Number 2 Training Squadron, No.7 "M" Depot, Rockcliffe, Ontario, 1943.
Dora Pepper (back row, fifth from left) and her unit in Toronto in 1943. During her time as a WD, Dora Pepper was posted to Halifax, Lachine, Kingston and Trenton.
I was glad to wear a Newfoundland flag on my shoulder, because we’d go to New York and places…
My name is Dora Pepper. I'm from Newfoundland, and that's where I enlisted, in St. John's. I was in Lachine and Trenton Ontario – the main station and the [No. 6] Repair Depot. I was a clerk – 'Clerk General', I think they called it.

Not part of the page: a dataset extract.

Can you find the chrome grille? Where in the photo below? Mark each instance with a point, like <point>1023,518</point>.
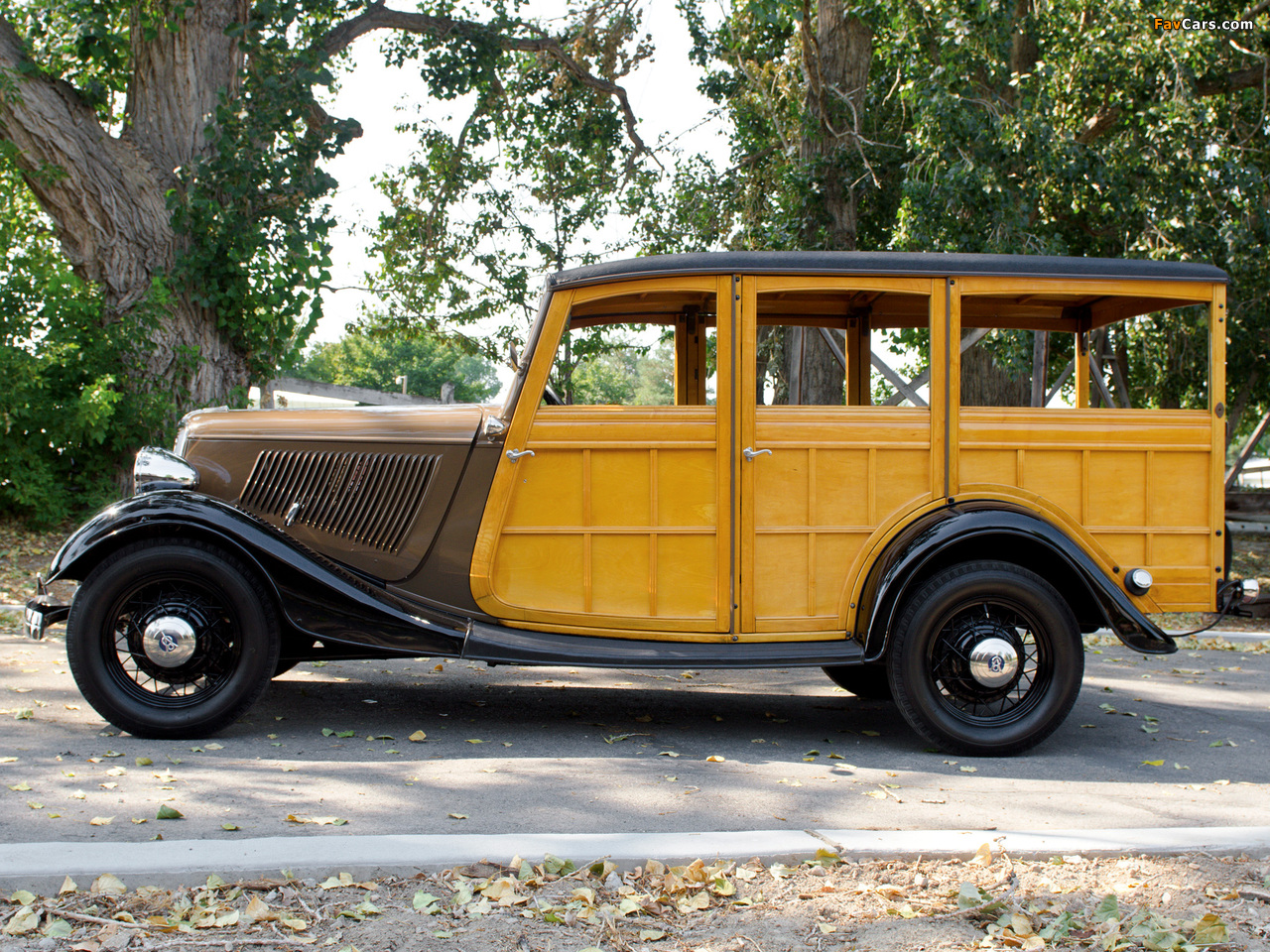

I was the only one from Newfoundland there at that time. I was glad to wear a Newfoundland flag on my shoulder, because we'd go to New York and places… probably every mile or so somebody who'd say, "Where are you from," "Oh, Newfoundland," because Newfoundland didn't belong to Canada until two or three years later than that. When I got out of the service I went back to Newfoundland, but I couldn't get a job, so they gave me an appointment with the place in Windsor, Nova Scotia. So I came to Windsor, Nova Scotia, and I took a refresher course, and then I had an interview with the Deputy Minister of Public Health. I got the job, even though they said I'd never get the job because I wasn't a Canadian. And I worked in public health for thirty-four years – the Secretary to the Minister for the last ten.